Complete step-by-step answer:
Function defines a relationship between one set of variables to another set of variables i.e., the independent variable and dependent variable. This relationship is commonly symbolized as \[y=f(x)\] . \[f(x)\] is used to represent functions of the independent variable \[x\] . One set is of input and another set is of output in which each input is exactly related to only one output i.e. , no two or more outputs can be related to one input but one output can be related to two or more inputs. Functions are of different types such as one-one, many one.

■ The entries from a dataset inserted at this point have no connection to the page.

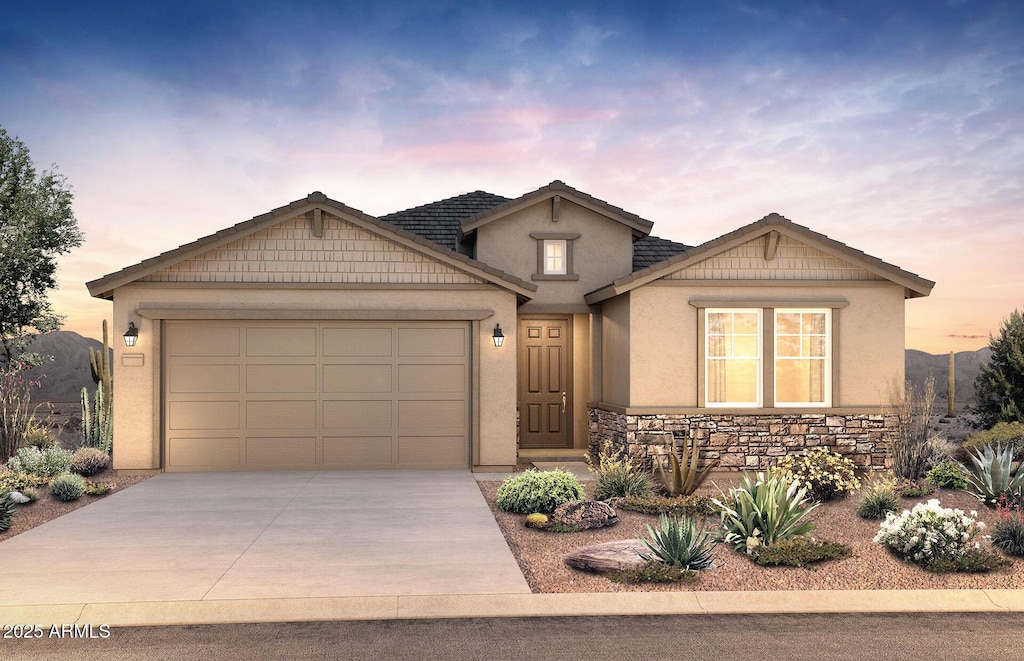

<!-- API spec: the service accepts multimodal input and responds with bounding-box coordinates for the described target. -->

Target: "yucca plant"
[640,514,717,570]
[715,473,818,554]
[654,436,719,496]
[967,445,1024,505]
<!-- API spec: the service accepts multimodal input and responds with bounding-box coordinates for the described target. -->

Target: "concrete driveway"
[0,471,529,607]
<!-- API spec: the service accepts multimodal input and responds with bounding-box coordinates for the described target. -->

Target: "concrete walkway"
[0,471,1024,627]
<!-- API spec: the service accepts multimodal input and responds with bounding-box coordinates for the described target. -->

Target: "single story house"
[88,181,934,471]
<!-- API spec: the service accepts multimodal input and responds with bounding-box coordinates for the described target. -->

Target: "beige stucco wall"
[604,281,904,408]
[113,283,516,470]
[476,200,633,307]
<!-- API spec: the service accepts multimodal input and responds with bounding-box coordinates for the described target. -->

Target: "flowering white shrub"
[874,498,985,564]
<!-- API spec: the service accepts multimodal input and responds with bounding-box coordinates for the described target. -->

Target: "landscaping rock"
[565,539,647,573]
[551,500,618,530]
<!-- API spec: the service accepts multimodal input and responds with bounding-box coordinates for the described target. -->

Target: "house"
[88,181,934,471]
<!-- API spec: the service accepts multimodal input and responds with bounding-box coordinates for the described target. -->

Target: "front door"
[517,316,572,448]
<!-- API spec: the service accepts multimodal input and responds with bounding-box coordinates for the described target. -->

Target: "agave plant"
[715,473,818,554]
[654,436,719,496]
[967,445,1024,504]
[640,514,717,569]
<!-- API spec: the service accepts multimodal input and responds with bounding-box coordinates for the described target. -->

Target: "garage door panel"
[398,364,466,393]
[324,435,394,468]
[167,437,239,471]
[167,364,241,394]
[246,436,316,469]
[246,364,316,393]
[167,400,239,430]
[324,363,393,393]
[246,399,316,430]
[324,399,392,433]
[398,327,466,357]
[246,326,316,356]
[324,326,392,357]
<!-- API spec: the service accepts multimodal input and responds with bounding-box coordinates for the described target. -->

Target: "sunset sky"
[0,0,1024,353]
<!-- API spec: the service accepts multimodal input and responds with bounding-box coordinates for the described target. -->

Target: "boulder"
[551,500,618,530]
[565,539,647,573]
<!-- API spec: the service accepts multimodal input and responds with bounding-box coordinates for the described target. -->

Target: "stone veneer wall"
[590,408,896,471]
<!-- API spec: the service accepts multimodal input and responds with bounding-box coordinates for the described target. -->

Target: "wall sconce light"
[125,321,138,347]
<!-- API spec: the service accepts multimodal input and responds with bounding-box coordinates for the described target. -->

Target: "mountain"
[905,347,992,411]
[20,331,113,403]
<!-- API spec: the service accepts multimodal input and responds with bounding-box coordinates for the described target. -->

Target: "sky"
[0,0,1024,353]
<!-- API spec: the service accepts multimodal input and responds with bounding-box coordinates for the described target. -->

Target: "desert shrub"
[71,447,111,477]
[640,514,718,569]
[773,446,860,502]
[896,478,935,498]
[991,495,1024,556]
[857,476,899,519]
[607,561,697,583]
[874,498,985,571]
[587,443,653,500]
[928,459,970,489]
[497,469,584,514]
[0,490,17,532]
[753,537,853,567]
[22,424,57,449]
[612,493,718,517]
[50,473,88,501]
[962,422,1024,461]
[7,447,72,478]
[715,473,817,554]
[967,445,1024,505]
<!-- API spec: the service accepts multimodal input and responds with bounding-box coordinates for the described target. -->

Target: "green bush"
[928,459,971,489]
[587,443,653,500]
[772,446,860,502]
[50,473,88,502]
[0,490,17,532]
[497,469,585,514]
[611,493,719,517]
[640,514,718,569]
[754,537,853,567]
[962,422,1024,461]
[715,473,818,554]
[71,447,111,477]
[7,447,72,478]
[857,476,899,519]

Function is also called a “map”.
The concept here is we think of eliminating the \[\dfrac{1}{x}\] term and this becomes possible because function is having reciprocal value of any \[x\] , then our equation will become way more simple as it becomes the equation of single variable i.e. is \[f\left( x \right)\]
Given equation: \[af\left( x \right)+bf\left( \dfrac{1}{x} \right)=x-1\]
We substitute the value of \[x\] by the value of \[2\] in the given equation to find the value of \[f(2)\]
After substituting the value of \[x\] equation becomes,
 \[af\left( 2 \right)+bf\left( \dfrac{1}{2} \right)=2-1\]
After solving further, the equation becomes
 \[af\left( 2 \right)+bf\left( \dfrac{1}{2} \right)=1..........Equation(1)\]
Now, we will substitute the value of \[\dfrac{1}{x}\] by \[2\] in the given equation to eliminate \[f\left( \dfrac{1}{2} \right)\]
After substituting the value of \[x\] , our equation becomes:
 \[af\left( \dfrac{1}{2} \right)+bf\left( 2 \right)=\dfrac{1}{2}-1\]
Now after solving, we get the equation as:
 \[af\left( \dfrac{1}{2} \right)+bf\left( 2 \right)=-\dfrac{1}{2}........(Equation2)\]
Now, we have \[E{{q}^{n}}(1)\] and \[E{{q}^{n}}(2)\] :
To find the value of \[f(2)\] we need to eliminate the value of \[f\left( \dfrac{1}{2} \right)\] by solving both equation
Now, we multiply \[E{{q}^{n}}(1)\] by \[a\] and \[E{{q}^{n}}(2)\] by \[b\] :
 \[af\left( 2 \right)+bf\left( \dfrac{1}{2} \right)=1\text{ }\times a\]
 \[af\left( \dfrac{1}{2} \right)+bf\left( 2 \right)=-\dfrac{1}{2}\text{ }\times \text{b}\]
After multiplication of the equation with suitable values, the equation becomes as \[{{a}^{2}}f\left( 2 \right)+abf\left( \dfrac{1}{2} \right)=a......Equation(3)\]
 \[abf\left( \dfrac{1}{2} \right)+{{b}^{2}}f\left( 2 \right)=-\dfrac{1}{2}\text{b}.........\text{Equation(4)}\]
Now we subtract \[E{{q}^{n}}(4)\] from the \[E{{q}^{n}}(3)\] ,
 \[{{a}^{2}}f\left( 2 \right)+abf\left( \dfrac{1}{2} \right)-abf\left( \dfrac{1}{2} \right)-{{b}^{2}}f\left( 2 \right)=a+\dfrac{1}{2}\text{b}\]
 \[{{a}^{2}}f\left( 2 \right)-{{b}^{2}}f\left( 2 \right)=a+\dfrac{1}{2}\text{b}\]
 \[\left( {{a}^{2}}-{{b}^{2}} \right)f\left( 2 \right)=a+\dfrac{1}{2}\text{b}\]
 \[\left( {{a}^{2}}-{{b}^{2}} \right)f\left( 2 \right)=\dfrac{2a+b}{2}\]
 \[f\left( 2 \right)=\dfrac{2a+b}{\left( 2\left( {{a}^{2}}-{{b}^{2}} \right) \right)}\]
So, the final answer is option \[2\] which is \[\dfrac{2a+b}{\left( 2\left( {{a}^{2}}-{{b}^{2}} \right) \right)}\] .
So, the correct answer is “Option 2”.

Note: Functions can be of many types, one of them is one-one onto in which each distinct input in domain relates to a unique element in range , and the set of outputs produced by the domain is equal to the range set, i.e. Co-domain is equal to the Range. And this type of function is invertible.